I think you are getting mixing this question with L1 regularisation and hence getting confused with the x axis. We are not talking about regularisation in this problem, but about the loss itself.

@@AppliedAICourse In first part of video, regularization doesn't even come into picture.why would I confuse with regularization L1/L2. What I meant to say was ei and Loss are more or less the same thing.what's the point of plotting one on x-axis ond another on Y-axis.

Note that L1 and L2 are functions of e_i's and not same as e_i's. In the video we describe how e_i's are related to outliers. Then, to show their impact on the loss function, we plotted e_i's vs Losses. The plot helps us visually understand and appreciate the fact on how L1 and L2 differ in the impact of outlier points and their e_i's on the loss that we want to minimise.

That's a good loss to use in as it behaves like the L1 beyond a threshold(delta) and behaves like L2 otherwise. Actually, robust regression is one of the major applications of Huber Loss (en.wikipedia.org/wiki/Huber_loss). But, the question here was a choice between L1 and L2 and hence we picked L1 amongst the two.

@@AppliedAICourse Thanks fro reply me back I always appreciate your effort, this kind of problem I encounter when I was doing time series forecasting in which data contain too many Outliers their I use Huber loss as a loss function.

Mathematically, L1 loss is not differentiable only at e_i=0. Hence, in most implementations, a hack is often used very similar to what is used in case of L1 regularisation in many ML optimisation functions. Sub-gradients is one way to handle the non differentiable nature of L1. For more info, please check out see.stanford.edu/materials/lsocoee364b/01-subgradients_notes.pdf

@@AppliedAICourse Thank you so much for sharing this :)

That’s a good question. When we don’t have outliers, L2 error converges faster as it’s gradient’s magnitude can be greater than 1 for larger magnitude e_i’s while L1’s gradient magnitude is always 1 even for larger magnitude e_i’s.

@@AppliedAICourse So bottom line, if there are no outliers then L2 converges faster and for outliers L1 converges faster, right?

Yes L2 converges faster than L1. But L1 is more robust to outliers.

Yes, L2 penalises more than L1 for larger values of e_i, but the question here is about robustness to outliers.

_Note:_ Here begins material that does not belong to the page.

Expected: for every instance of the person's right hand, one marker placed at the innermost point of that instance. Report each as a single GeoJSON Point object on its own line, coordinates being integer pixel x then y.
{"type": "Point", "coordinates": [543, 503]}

We compute W and b by minding the Loss functions. Hence, anything that impacts the loss functions would impact the values of W and b. Since outliers impact the loss functions, they would also have an impact on W and b.

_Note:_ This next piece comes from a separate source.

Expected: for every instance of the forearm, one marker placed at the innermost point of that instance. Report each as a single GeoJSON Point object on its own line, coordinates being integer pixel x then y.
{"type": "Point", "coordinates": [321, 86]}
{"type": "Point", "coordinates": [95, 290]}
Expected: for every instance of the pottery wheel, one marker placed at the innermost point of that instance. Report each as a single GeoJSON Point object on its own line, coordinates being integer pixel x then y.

Yes, L1 is trickier to differentiate than L2, but it is a very often performed operation in most ML and DeepLearning packages as they all have L1 regularisation. It is not a major concern anymore.

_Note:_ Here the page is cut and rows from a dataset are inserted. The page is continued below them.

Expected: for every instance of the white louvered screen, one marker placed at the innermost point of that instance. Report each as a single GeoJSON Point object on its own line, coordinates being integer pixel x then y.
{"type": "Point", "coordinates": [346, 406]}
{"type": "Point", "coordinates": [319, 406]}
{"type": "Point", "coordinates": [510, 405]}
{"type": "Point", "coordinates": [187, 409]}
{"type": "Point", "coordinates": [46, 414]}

Yea, we can answer it without plotting also. L2 is a quadratic function which L1 is linear. That’s how you can draw it quickly.

Ink2Go and a Wacom tablet.

How is this related to the question at hand on the robustness to outliers ? It's not clear. Please elaborate.

@@AppliedAICourse If we consider Linear regression with loss L2, we will obtain gradient as -1/2 * (Yi^ - f(Xi)) * del_f where del_f is derivative of f w.r.t a weight. What I mean is, (Yi^ - f(Xi)) w.r.t to an outlier would be a large magnitude, hence the gradients should also have large magnitude. This would make convergence difficult.

Larger gradient is better, right, as we will converge faster. Of course, we also have to update the learning rate with time as we often do in SGD, and hence avoid overshooting the minima. It is still not clear how the magnitude of the gradient impacts the robustness to outliers.

Sorry, I did not think about learning rate. I got little confused. Now, it is clear. Just one question, If I use L1 loss, will my model overfit less compared to when using with L2 loss, because the effect of outliers in L1 is less compared to L2 and my model would be more robust?